COUR DES COMPTES
Après s’être penchée sur la soutenabilité financière de l’assurance des risques climatique, la Cour a examiné la procédure de reconnaissance de l’état de catastrophe naturelle. Elément indispensable du régime « Cat Nat » instauré en 1982, cette procédure vise à reconnaître l’intensité anormale de phénomènes naturels et ouvre la voie à l’indemnisation des dommages non assurables qu’ils entraînent, dans le cadre d’un régime original associant assureurs privés et réassurance publique. La Commission consultative des catastrophes naturelles chargée par la loi « Badu » de 2021 de se prononcer sur l’application des critères et les conditions effectives d’indemnisation des sinistrés doit être installée sans délai afin d’apporter une transparence accrue sur les décisions rendues par la commission interministérielle chargée de l’instruction des demandes. Les exemples analysés par la Cour montrent en effet que si la grande majorité des dossiers ne donnent pas lieu à contestation, certains sont instruits dans des contextes de pressions des parties prenantes (acteurs politiques, acteurs du monde assurantiel) dont la commission d’instruction doit être préservée.
Dans son rapport, la Cour relève que :
- La procédure de reconnaissance, qui a fait l’objet d’évolutions majeurs depuis une décennie, est aujourd’hui gérée de façon globalement efficace et pour un coût limité, même si elle est encore parfois trop longue pour certains phénomènes plus complexes (mouvements de terrain ou les inondations par remontée de nappe).

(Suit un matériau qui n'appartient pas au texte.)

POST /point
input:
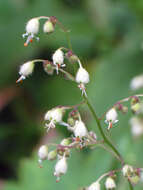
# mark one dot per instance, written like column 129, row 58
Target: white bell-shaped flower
column 137, row 82
column 25, row 70
column 61, row 167
column 58, row 59
column 43, row 152
column 136, row 126
column 82, row 78
column 54, row 116
column 94, row 186
column 111, row 117
column 110, row 183
column 80, row 129
column 32, row 28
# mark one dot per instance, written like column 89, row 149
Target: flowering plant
column 81, row 137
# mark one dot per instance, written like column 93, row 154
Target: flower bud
column 79, row 129
column 54, row 116
column 58, row 59
column 48, row 27
column 134, row 179
column 25, row 70
column 110, row 183
column 137, row 82
column 111, row 117
column 127, row 170
column 52, row 155
column 43, row 152
column 94, row 186
column 60, row 168
column 82, row 76
column 32, row 26
column 48, row 68
column 65, row 142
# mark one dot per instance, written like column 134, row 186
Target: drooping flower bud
column 43, row 153
column 48, row 27
column 52, row 155
column 136, row 126
column 25, row 70
column 58, row 59
column 82, row 76
column 111, row 117
column 61, row 168
column 127, row 170
column 65, row 142
column 32, row 28
column 94, row 186
column 54, row 116
column 137, row 82
column 110, row 183
column 80, row 129
column 48, row 67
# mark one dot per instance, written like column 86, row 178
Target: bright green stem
column 107, row 141
column 130, row 185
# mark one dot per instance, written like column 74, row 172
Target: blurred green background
column 108, row 36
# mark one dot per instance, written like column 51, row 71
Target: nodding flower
column 82, row 77
column 60, row 168
column 94, row 186
column 58, row 59
column 32, row 28
column 53, row 117
column 111, row 117
column 25, row 70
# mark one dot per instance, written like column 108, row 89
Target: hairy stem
column 107, row 141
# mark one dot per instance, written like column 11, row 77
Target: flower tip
column 25, row 44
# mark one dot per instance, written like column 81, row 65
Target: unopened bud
column 60, row 168
column 94, row 186
column 48, row 68
column 65, row 142
column 110, row 183
column 52, row 155
column 127, row 170
column 43, row 152
column 48, row 27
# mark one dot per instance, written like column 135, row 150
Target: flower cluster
column 80, row 136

- Cette procédure reste l’objet d’incompréhensions persistantes parmi les sinistrés et les élus. Elle est parfois exposée à des pressions visant à accorder la reconnaissance, même lorsque les critères ne sont pas remplis, afin de marquer l’attention de l’Etat au sort des victimes, souvent dans l’immédiat après-crise. Deux cas examinés lors de l’instruction illustrent les risques liés à cette procédure : les inondations à Cannes en septembre 2024 et le cyclone Garance à La Réunion en janvier 2025.
- L’enquête auprès des maires relève des attentes fortes d’accompagnement par les services de l’Etat des communes, chargées de porter les demandes de reconnaissance et d’assurer l’interface avec les sinistrés.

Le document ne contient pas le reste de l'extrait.